SERMAYE AKIMLARI KUUVETLİYKEN TL O KADAR ÇOK DEĞER KAZANMASIN
Başçı, dünyanın ve Türkiye'nin karşısındaki risklere değinerek, ''Her ülkede kendine has çok zorlu problemler var. Amerika'nın problemleri ayrı, Avrupa'nın problemleri ayrı, Japonya'nın problemleri ayrı, Çin'in kendine has problemleri var. Daha ziyade Türkiye üzerinde baktığımızda sermaye akımlarındaki oynaklık diyoruz biz ona. Orada da sermaye girişleri kuvvetlendiği zaman, döviz kurları üzerine baskı yapıyor, Türk Lirası'na değer kazandırıyor, kredilerde de haddinden fazla bir genişlemeye yol açabiliyor. Çıkış olduğu zaman da tam tersi oluyor. Türk Lirası değer kaybediyor, bu defa krediler de yavaşlıyor, veya bazen eksiye bile dönebiliyor. Biz buna iktisat literatüründe 'ani duruş', 'ani duruş riski' diyoruz. Önce iyi hissediyorsunuz kendinizi, ama daha sonra ani bir çıkış olduğu zaman da çok kötü hissediyorsunuz. Biz diyoruz ki, bunu yumuşatacak politikalar uygulayalım. Sermaye akımları kuvvetiyken Türk Lirası o kadar çok değer kazanmasın. Yine değer kazanacak, kaçınılmaz bu belki ama o kadar çok kazanmasın. Biz onun biraz yumuşatalım'' şeklinde konuştu.
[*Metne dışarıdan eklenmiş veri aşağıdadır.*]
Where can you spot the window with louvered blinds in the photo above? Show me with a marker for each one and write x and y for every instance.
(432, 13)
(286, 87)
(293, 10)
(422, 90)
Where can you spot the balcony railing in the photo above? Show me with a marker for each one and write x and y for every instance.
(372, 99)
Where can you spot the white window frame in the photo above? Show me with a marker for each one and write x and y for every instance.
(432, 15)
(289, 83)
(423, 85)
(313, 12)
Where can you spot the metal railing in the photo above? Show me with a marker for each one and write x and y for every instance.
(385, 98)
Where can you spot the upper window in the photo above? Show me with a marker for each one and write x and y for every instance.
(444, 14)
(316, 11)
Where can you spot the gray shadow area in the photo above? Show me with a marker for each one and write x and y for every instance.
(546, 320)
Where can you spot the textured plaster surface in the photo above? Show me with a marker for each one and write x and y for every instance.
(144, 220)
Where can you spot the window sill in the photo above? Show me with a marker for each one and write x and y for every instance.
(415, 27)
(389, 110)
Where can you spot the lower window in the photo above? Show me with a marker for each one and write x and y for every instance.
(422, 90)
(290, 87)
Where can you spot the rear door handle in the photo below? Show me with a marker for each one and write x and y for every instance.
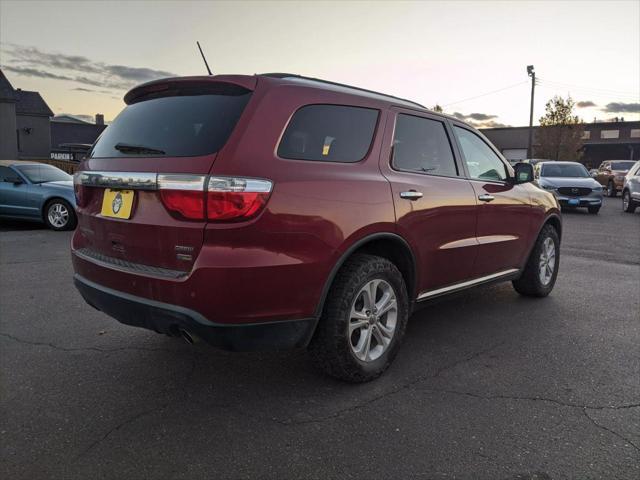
(485, 197)
(411, 195)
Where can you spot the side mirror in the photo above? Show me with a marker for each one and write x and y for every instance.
(524, 173)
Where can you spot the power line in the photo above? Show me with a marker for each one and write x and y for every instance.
(601, 95)
(485, 94)
(590, 89)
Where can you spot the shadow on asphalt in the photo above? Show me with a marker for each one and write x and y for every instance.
(19, 226)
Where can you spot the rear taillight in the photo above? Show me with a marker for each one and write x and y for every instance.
(236, 199)
(79, 191)
(225, 199)
(183, 195)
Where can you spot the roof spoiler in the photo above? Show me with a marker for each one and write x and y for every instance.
(246, 82)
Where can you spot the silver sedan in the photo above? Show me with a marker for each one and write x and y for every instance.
(571, 184)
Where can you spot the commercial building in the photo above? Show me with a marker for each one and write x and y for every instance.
(29, 131)
(24, 123)
(616, 140)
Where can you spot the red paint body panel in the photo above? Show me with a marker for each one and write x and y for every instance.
(276, 266)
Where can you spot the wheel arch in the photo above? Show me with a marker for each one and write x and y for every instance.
(384, 244)
(48, 200)
(555, 222)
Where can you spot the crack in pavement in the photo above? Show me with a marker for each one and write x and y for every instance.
(534, 399)
(393, 391)
(606, 429)
(144, 413)
(81, 349)
(343, 411)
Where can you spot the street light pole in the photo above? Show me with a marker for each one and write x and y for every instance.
(531, 72)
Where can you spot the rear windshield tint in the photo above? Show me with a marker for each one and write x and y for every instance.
(176, 124)
(329, 133)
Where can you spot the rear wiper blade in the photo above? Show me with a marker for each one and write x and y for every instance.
(129, 148)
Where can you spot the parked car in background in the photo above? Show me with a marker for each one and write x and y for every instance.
(631, 189)
(571, 184)
(37, 192)
(534, 161)
(277, 211)
(611, 175)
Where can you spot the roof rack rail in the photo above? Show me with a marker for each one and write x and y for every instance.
(294, 75)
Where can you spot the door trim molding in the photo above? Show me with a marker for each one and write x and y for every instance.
(466, 284)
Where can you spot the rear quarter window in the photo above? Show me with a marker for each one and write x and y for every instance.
(329, 133)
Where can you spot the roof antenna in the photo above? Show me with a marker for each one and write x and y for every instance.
(204, 59)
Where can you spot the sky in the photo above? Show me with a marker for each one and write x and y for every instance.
(468, 56)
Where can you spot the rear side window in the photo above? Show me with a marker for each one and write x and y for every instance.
(180, 124)
(422, 145)
(329, 133)
(481, 161)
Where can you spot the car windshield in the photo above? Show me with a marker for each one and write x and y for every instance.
(564, 170)
(621, 165)
(43, 173)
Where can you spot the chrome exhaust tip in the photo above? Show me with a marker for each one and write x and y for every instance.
(188, 337)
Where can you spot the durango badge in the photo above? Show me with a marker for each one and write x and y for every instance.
(116, 205)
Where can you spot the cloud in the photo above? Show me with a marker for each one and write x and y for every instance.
(90, 90)
(33, 72)
(585, 104)
(481, 117)
(81, 116)
(479, 120)
(491, 124)
(137, 74)
(33, 62)
(620, 107)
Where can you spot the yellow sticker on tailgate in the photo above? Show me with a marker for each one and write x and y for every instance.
(117, 203)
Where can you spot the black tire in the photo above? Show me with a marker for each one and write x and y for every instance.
(330, 347)
(628, 201)
(71, 219)
(529, 283)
Türk Lirası'ndaki değerlenmeyi Türkiye'nin hangi araçla yumuşatacağına ilişkin de Başçı, ''Türkiye'de kısa vadeli faiz farklarını azaltalım'' dediklerini söyledi.
Kısa vadeli faiz farkları ne kadar azaltılabilirse, çeken faktör olarak görülen bu fark cazibesinin biraz daha azalacağını anlatan Başçı, ''Dolayısıyla oradaki değerlenme baskısını bir miktar almış olacağız. Fakat bunu yapınca bir defa krediler patlamasın diye, kredilerde çok anormal bir yükseliş olmasın diye, bu defa makro ihtiyati önlemler setini kullanıyoruz. Bunu devreye sokuyoruz ki krediler de makul bir şekilde büyüsün. Dolayısıyla hem kredilerdeki aşırı artışı yumuşatmaya çalışıyoruz, hem de döviz kurundaki aşırı değerlenmeyi yumuşatmaya çalışıyoruz'' dedi.
Başçı, tam tersi olduğu zaman da bu politikaları tam tersi çalıştırarak, Türk Lirası aşırı değer kaybetmesin, krediler de çökmesin ani duruş durumlarında diye bir yerde cephane biriktiriyor, ondan sonra bunu kullandıklarını anlatarak, ''Böyle bir dengeleyici bir politika. Bunu şimdi tabii istikrar politikası ile yapabilirsiniz, yani politika araçlarını kullanarak yapabilirsiniz. Bir de otomatik dengeleyicileri kullanarak yapabilirsiniz. Biz dedik ki yavaş yavaş otomatik dengeleyici mekanizmalar da kuralım, onları kullanalım. Çok da fazla politika inisiyatifine ihtiyaç kalmasın. Onunla ilgili üç tane mekanizma gerçekleştirdik. Bunlardan bir tanesi vadeye dayalı zorunlu karşılıklar. Kısa vadelerde yüksek, uzun vadeli yükümlülüklerde düşük zorunlu karşılılıklar."